Dari uraiannya tentang Martabat Tujuh, terlihat perbedaan antara Syamsuddin dengan gurunya. Bila Hamzah Fansuri mengutamakan pengalaman batin, Syamsuddin lebih cenderung pada cara pemikiran filsafat yang ketat dan terkadang kering. Pengalaman mistik memang tidak asing bagi Syamsuddin, namun karya-karyanya lebih cenderung menunjukkan dirinya sebagai ahli ilmu tasawuf, yang terutama berpegang pada pertimbangan logis dan sistematis.
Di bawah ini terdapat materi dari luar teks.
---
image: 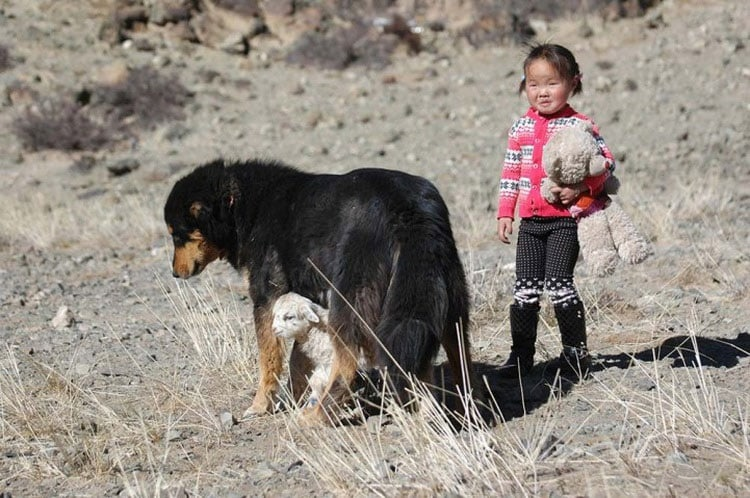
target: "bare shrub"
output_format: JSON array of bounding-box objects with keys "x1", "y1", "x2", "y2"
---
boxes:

Walaupun yang dominan di dalam karangan Syamsuddin adalah pemikiran yang bergaya ilmiah, namun di dalamnya juga terdapat citra simbolis dan perumpamaan. Salah satunya adalah persamaan beberapa bagian mata manusia dengan alam-alam dalam ontologi sufi: putih mata dengan alam nasut, lingkungan hitam di sekeliling selaput pelangi dengan alam malakut, selaput pelangit itu sendiri dengan alam jabarut, dan “mata hitam yang bernama basr”.
Karya-karya Syamsuddin as-Sumatrani

  1. Jawhar al-Haqa’iq (30 halaman; berbahasa Arab), merupakan karyanya yang paling lengkap yang telah disunting oleh Van Nieuwenhuijze. Kitab ini menyajikan pengajaran tentang martabat tujuh dan jalan untuk mendekatkan diri kepada Tuhan.
  2. Risalah Tubayyin Mulahazhat al-Muwahhidin wa al-Mulhidin fi Dzikr Allah (8 halaman; berbahasa Arab). Karya yang telah disunting oleb Van Nieuwenhuijze ini, kendati relatif singkat, cukup penting karena mengandung penjelasan tentang perbedaan pandangan antara kaum yang mulhid dengan yang bukan mulhid.
  3. Mir’at al-Mu’minin (70 halaman; berbahasa Melayu). Karyanya ini menjelaskan ajaran tentang keimanan kepada Allah, para rasul-Nya, kitab-kitab-Nya, para malaikat-Nya, hari akhirat, dan kadar-Nya. Jadi pengajarannya dalam karya ini membicarakan butir-butir akidah, sejalan dengan paham Ahlus Sunnah wal Jama’ah (tepatnya Asy’ariah-Sanusiah).
  4. Syarah Ruba’i Hamzah Fansuri (24 halaman; berbahasa Melayu). Karya ini merupakan ulasan terhadap 39 bait (156 baris) syair Hamzah Fansuri. Isinya antara lain menjelaskan pengertian kesatuan wujud (wahdat al-wujud).
  5. Syarah Sya’ir Ikan Tongkol (20 halaman; berbahasa Melayu). Karya ini merupakan ulasan (syarh) terbadap 48 baris sya’ir Hamzah Fansuri yang mengupas soal Nur Muhammad dan cara untuk mencapai fana’ di dalam Allah.
  6. Nur al-Daqa’iq (9 halaman berbahasa Arab; 19 halaman berbahasa Me1ayu). Karya tulis yang sudah ditranskripsi oleh AH. Johns ini (1953) mengandung pembicaraan tentang rahasia ilmu makrifah (martabat tujuh).
  7. Thariq al-Salikin (18 halaman; berbahasa Melayu). Karya ini mengandung penjelasan tentang sejumlah istilah, seperti wujud, ‘adam, haqq, bathil, wajib, mumkin, mumtani’ dan sebagainya.
  8. Mir’at al-Iman atau Kitab Bahr al-Nur (12 halaman; berbahasa Melayu). Karya ini berbicara tentang ma’rifah, martabat tujuh dan tentang ruh.
  9. Kitab al-Harakah (4 halaman; ada yang berbahasa Arab dan ada pula yang berbahasa Melayu). Karya ini berbicara tentang ma’rifah atau martabat tujuh.